For a number of reasons, banks have not been aggressively taking title to homes and selling them, which has resulted in very few distressed sales in comparison to the actual level of distress in the market. This delay in REO sales, along with historically low mortgage rates and an $8,000 tax credit, has helped to stabilize the housing market - temporarily.
It is very clear that price stabilization is temporary unless something is done. Here are some facts to help project what housing will be like in 2010:
• 13.54% of the 44.7 million mortgages tracked by the Mortgage Bankers Association are delinquent.
• 7.57 million homeowners are delinquent, applying the same percentage to the 11.2 million mortgages not tracked by the MBA (55.9 million total mortgages in the U.S.). That means that 10% of all homeowners in the country are delinquent.
• Based on historical trend analysis by Amherst Securities, 6.94 million homes that are already delinquent will be liquidated, which is more than a one year supply of distressed sales poised to hit the market sometime in 2010 and 2011. During Q1 2005, that figure was only 1.27 million.
• Defaults continue to grow at the rate of approximately 300,000 per month, assuring that the number of distressed sales will grow and will continue through 2012.

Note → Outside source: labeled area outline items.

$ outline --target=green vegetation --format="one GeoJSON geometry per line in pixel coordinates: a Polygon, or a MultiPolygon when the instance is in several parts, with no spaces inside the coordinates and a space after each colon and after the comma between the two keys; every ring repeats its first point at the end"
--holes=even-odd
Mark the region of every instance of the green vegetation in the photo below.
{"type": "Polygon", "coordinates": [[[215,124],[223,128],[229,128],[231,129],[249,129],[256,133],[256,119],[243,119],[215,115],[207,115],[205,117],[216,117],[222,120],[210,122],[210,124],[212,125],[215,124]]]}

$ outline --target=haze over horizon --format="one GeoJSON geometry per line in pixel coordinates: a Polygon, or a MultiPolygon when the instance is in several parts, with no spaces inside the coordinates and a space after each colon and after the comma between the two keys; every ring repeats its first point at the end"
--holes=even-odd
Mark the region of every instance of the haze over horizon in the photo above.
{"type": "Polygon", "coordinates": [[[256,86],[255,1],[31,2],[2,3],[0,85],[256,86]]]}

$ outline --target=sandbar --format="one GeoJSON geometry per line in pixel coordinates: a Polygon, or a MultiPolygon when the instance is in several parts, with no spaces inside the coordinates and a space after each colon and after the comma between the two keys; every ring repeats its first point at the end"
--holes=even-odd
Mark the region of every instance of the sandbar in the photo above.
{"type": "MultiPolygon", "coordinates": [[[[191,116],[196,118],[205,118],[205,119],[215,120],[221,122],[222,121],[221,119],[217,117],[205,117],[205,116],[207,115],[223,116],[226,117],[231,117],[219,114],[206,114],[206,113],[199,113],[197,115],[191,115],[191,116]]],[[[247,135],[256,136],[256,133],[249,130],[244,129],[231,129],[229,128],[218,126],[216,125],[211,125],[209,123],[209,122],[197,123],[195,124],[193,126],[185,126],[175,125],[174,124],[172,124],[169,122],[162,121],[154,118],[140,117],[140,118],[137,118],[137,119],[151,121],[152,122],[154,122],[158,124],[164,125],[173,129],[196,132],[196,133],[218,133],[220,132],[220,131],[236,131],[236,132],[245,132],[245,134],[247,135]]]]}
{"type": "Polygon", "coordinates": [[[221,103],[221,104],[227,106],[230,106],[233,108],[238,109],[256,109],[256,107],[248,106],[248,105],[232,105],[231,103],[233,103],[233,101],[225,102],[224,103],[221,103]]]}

2009 Government Intervention
Government intervention to date has been extremely helpful in preventing an even more dramatic decline in home prices. As shown in the chart at right, housing demand has only fallen to "normal" levels and stabilized there. Without historically low mortgage rates, support for Freddie Mac, Fannie Mae and FHA, and an $8,000 tax credit, how far would sales have fallen this year and what would that decline in demand have done to pricing?
Conclusion
Demand needs to continue to be stimulated to bring down supply, particularly while the country continues to lose jobs. Without continued government intervention, home prices will plummet, banks and the GSEs will continue to lose money, and the economy has virtually no chance of increasing overall employment in 2010.
Economic Growth............................................................................D
Economic growth deteriorated this month as the economy remains very weak. Annual job losses continued, marking one of the worst losses in 60 years. The headline unemployment rate increased to 9.8%, after reaching 9.7% last month. Mass layoff events - defined as a cut of 50 or more jobs from a single employer - also increased this month, and are up nearly 43% year-over-year. Currently, it takes job seekers twice the normal length of time to find employment. The CPI (all items) decreased at a slower rate in August, recording a decline of 1.5%, while the Core CPI (minus food and energy) showed an increase of 1.4%. The final second-quarter GDP growth rate is at -0.7%, which is a significant improvement from the -6.4% decline in the first quarter.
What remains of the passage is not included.